Акимовна из всей этой непривычно длинной речи поняла лишь одно, что Афоня с шахты уйдет обязательно, хотела отругать хорошенько, но посмотрела, как лучились под косматыми бровями его глаза, мохнато обросшие светло-русыми ресницами, и сдалась.

„Ну что с ним натолкуешь! Как к стенке горох. Раз решил – пересолит да выхлебает“, – подумала она и спросила:

– С квартиры-то съезжать придется?..

– Пока здесь будем помещаться. Старатели теперь приравнялись к рабочим. Раз я тут живу, куда же меня девать? А после свой домик выстроим, как настоящие жители. Завтра пойду с начальством разговаривать.

– Егор тоже переходит на старание? – поинтересовалась Акимовна.

Она была огорчена, но стоило ей взглянуть на мужа, и досада таяла: впервые за долгие годы совместной жизни она видела его таким успокоенным и счастливым. Но ведь он упрямый, а упрямцы, часто даже в ущерб собственному благополучию, поступают так, как им однажды захотелось. Он и сам не рад потом, а все гнет по-своему, пока не упрется лбом в непреодолимую стену. Шахтер – это звучало гордо и независимо. Старатель – отдавало горечью.

– Егор из шахты никуда не уйдет, – сказал, подумав, Рыжков. – Его теперь стараньем не переманишь. Прошлую смену они снова по шесть кубометров на брата дали. Из газеты не выходят: разошелся парень, спасу нет. Подумать только, как выработка взыграла! Кто бы мне сказал в прошлом году, что за смену можно завесить восемь огнив, я бы не поверил. А Егор и до двенадцати завешивает. Ведь это около двух метров погону! Вчера я к нему заходил… Лежит на постели и книжку читает. Тоненькая такая книжка, вроде тетрадки. „Интересуюсь, говорит, горным делом“. Учительница к ним на дом приходит, к ударникам-то. „Осенью, говорит, в школе будем заниматься“. Он ведь тоже не больно обучен грамоте-то. – Недавно совсем неграмотный, Рыжков не без гордости подчеркнул слово „тоже“, но Акимовна была слишком озабочена, чтобы обратить внимание на его самодовольство.

– Молодая учительница-то?

– Молодая… в твоих годах будет, пожалуй, – Рыжков рассмеялся от души, радуясь, что разгадал мысли жены. – Чего у них с Марусей-то опять получилось?

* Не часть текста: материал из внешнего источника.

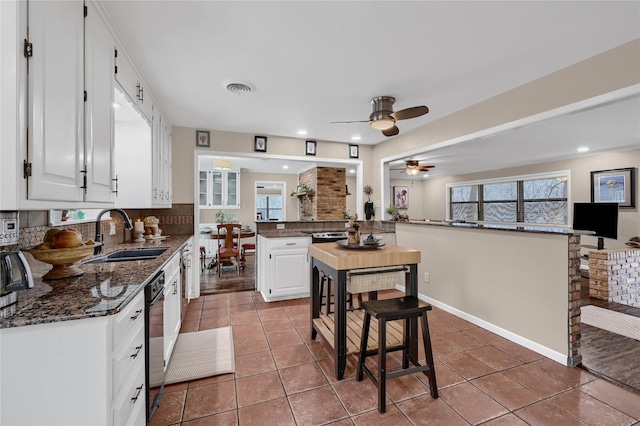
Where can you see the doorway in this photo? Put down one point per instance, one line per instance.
(269, 200)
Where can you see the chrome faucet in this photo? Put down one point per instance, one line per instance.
(99, 237)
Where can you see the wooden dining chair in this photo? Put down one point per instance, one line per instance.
(228, 245)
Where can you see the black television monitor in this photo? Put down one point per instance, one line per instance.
(601, 218)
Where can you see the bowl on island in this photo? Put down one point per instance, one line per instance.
(62, 259)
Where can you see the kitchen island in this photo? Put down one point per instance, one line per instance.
(332, 262)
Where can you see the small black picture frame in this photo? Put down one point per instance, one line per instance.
(614, 186)
(203, 139)
(260, 144)
(310, 148)
(354, 151)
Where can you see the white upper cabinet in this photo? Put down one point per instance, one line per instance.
(68, 159)
(55, 100)
(132, 84)
(219, 189)
(99, 120)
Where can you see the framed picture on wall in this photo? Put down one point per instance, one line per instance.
(203, 139)
(260, 144)
(614, 186)
(310, 148)
(401, 197)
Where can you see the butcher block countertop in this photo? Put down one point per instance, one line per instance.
(340, 258)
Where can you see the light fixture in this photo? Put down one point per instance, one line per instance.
(411, 171)
(383, 123)
(222, 165)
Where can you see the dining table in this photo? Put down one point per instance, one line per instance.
(334, 262)
(244, 233)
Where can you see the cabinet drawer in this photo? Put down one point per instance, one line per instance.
(131, 398)
(285, 243)
(127, 359)
(127, 320)
(172, 265)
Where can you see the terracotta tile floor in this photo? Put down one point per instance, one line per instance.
(284, 378)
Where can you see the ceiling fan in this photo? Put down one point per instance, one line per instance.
(413, 167)
(383, 118)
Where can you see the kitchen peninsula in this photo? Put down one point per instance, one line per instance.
(521, 283)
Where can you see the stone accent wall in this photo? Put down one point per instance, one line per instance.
(614, 276)
(308, 205)
(332, 193)
(329, 201)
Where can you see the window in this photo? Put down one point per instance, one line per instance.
(533, 199)
(269, 206)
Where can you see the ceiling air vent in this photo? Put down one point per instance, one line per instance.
(239, 87)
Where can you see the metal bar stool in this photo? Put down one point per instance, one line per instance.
(389, 310)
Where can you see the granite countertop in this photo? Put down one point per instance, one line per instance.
(104, 288)
(284, 233)
(516, 228)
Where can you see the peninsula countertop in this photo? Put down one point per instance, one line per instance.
(104, 288)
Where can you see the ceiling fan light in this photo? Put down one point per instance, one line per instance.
(222, 165)
(383, 123)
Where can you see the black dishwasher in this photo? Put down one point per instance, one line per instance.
(154, 332)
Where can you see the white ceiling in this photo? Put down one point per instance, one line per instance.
(316, 62)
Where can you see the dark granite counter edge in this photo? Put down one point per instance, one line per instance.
(79, 297)
(511, 228)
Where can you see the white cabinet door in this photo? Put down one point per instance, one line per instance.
(283, 268)
(289, 272)
(171, 308)
(56, 100)
(99, 142)
(161, 161)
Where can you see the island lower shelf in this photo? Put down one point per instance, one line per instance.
(325, 325)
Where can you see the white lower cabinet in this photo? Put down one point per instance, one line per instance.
(283, 270)
(172, 295)
(82, 372)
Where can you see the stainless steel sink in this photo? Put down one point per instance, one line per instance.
(129, 255)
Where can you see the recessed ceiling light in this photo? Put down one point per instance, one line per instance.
(238, 87)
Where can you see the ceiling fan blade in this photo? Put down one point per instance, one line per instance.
(347, 122)
(412, 112)
(391, 131)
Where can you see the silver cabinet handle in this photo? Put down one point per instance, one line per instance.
(135, 397)
(138, 349)
(136, 315)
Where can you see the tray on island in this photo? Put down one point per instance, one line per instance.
(361, 246)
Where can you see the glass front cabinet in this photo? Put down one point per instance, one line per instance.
(219, 189)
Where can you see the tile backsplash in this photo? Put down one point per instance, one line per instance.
(177, 220)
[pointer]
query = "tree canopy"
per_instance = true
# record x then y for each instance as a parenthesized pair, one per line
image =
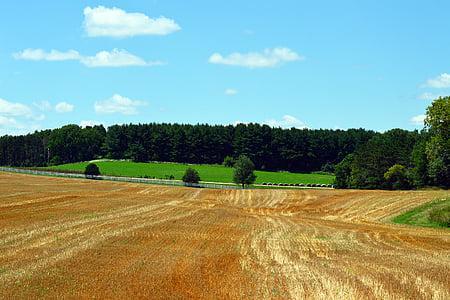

Который уж день у нас не бывает. „Как, спрашивает, поживает Марья Афанасьевна?“ – а у самого ажно голос рвется. Зря она откладывает.

– Что же я поделаю, коли она такая поперешная? Нет у нее, стало быть, охоты выходить замуж, я ее и не тороплю. Колабин тоже за ней увивается, и техник один строительный…

– Техники все женатые, – сердито перебил Рыжков. – Это и гадать нечего, у всех дома жены оставлены. Пускай бы шла за горняка – как-то ближе к сердцу. Вот я ужо сам с ней поговорю.

– Выдумывай-ка! Мужское ли дело девчонке об замужестве говорить!

– Так ведь я же отец!

– Мало ли что! – сказала Акимовна и повернула выключатель: ровный белый свет разлился по комнате. Не мигающая свеча, не лампа-коптилка! Словно всю жизнь повертывала Акимовна такие вот выключатели. Светлые сумерки, голубевшие за окном, сразу потемнели, глянув синевой сквозь переплеты рам. Акимовна задернула занавески в своей и Марусиной комнатах, поправила зацепившуюся за подоконник тюлевую штору.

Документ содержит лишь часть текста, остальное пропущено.